First, the dataset is large and continuous (Readings from October 2014 to July 2017 every few minutes). There are over 15 million Jam ID’s (our unit of analysis). We selected four random days for our analysis, representing just over 350,000 Jam ID’s (just over 2% of the entire data set). We selected a random Tuesday and Thursday for two different weeks to represent a typical traffic data (10/20/2016, 10/25/2016 & 11/3/2016, 11/8/2016). Weather for these days may be found at www.wunderground.com. Two of the four days experienced light precipitation.

As can be seen in the image below, these Jam ID’s present a unique challenge. For example, if the trips seen in the image below had been pinged for a delay, and the user flagged the delay as due to a pothole, clearly the pothole was not the entire length of the segment or trip. However, there is no means to identify the exact location.

Instead, we decided to treat these situations as “exposure,” which is to say that if we aggregated all segments associated with or “exposed” to a particular flag, this might still suggest something important about the network in relation to the flag (even without an exact location). In the image below, though only three sets of points appear to the naked eye, they represent a sample of 16 trips (by Jam ID).

Lastly, since our focus is on the relative collision-risk of each segment, we did not include timing data in our model. In the end, though time may have a relationship to collision-risk (i.e. collision-risk might increase during rush hour), we assume that the relative risk per street segment is independent of time for the purposes of focusing on the built environment.

9.1.2 The Approach

For congestion, we began by associating each point with its nearest segment using a near table in ArcGis. The results were disappointing, as they did not capture the inherent organization of the road network nor spatial autocorrelation. The result may be seen in the image below.

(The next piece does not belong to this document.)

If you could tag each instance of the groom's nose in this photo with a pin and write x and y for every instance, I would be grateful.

Level of Traffic Jam by Nearest Segment

Level of Traffic Jam by Nearest Segment

As a result, though not ideal, we used the 3 nearest points to give a more continuous representation of the network. We chose three because we wanted to be judicious without having the level “bleed” into other segments inappropriately. The results can be seen in the image below.

To obtain our average delay by segment feature, we first only considerd jam levels of 1-4 (since Waze scores jam levels of 5 with a -1 for time, while all others represent a continuous count in seconds). We then took the three nearest points per segment, averaging the delay results.

For volume, we first extracted all of the points associated with located with the Jam ID’s for our sample. In ArcGis, we generated a near table to associate the points to its closest segment and aggregated the results. We immediately noticed that this method did not appear to capture the inherent organization of the network (adjacent segments received very different scores). To account for this and our suspicion that there is some spatial autocorrelation in the traffic pattern, we decided to take a kernel density of our volume points, reclassify by 100 quantiles, convert the result to a polygon and spatially join the results to our segments.

The result can be seen in the images below. The results appear consistent with what might be expected. The Downtown area and main arterials appear to receive more volume overall. The same kernel density approach was taken to engineer the following features based on Waze alert data: potholes, roaddkill, missing sign on sholder, hazard object on road, heavy traffic, medium traffic, stand still traffic and level 1 through level 4 traffic jam scores as determined by Waze.

Volume Kernel Density

Volume Kernel Density

Volume by Quantile

Volume by Quantile

9.2 Next Steps

There is a potential for additional feature engineering based on an inverse distance weighted (IDW) of the rasters used to generate variables like volume. Additionally, a principle component analysis (PCA), may help to unpack additional variables.

Lastly, future use may benefit from seasonal cross-validation that may take weather into account.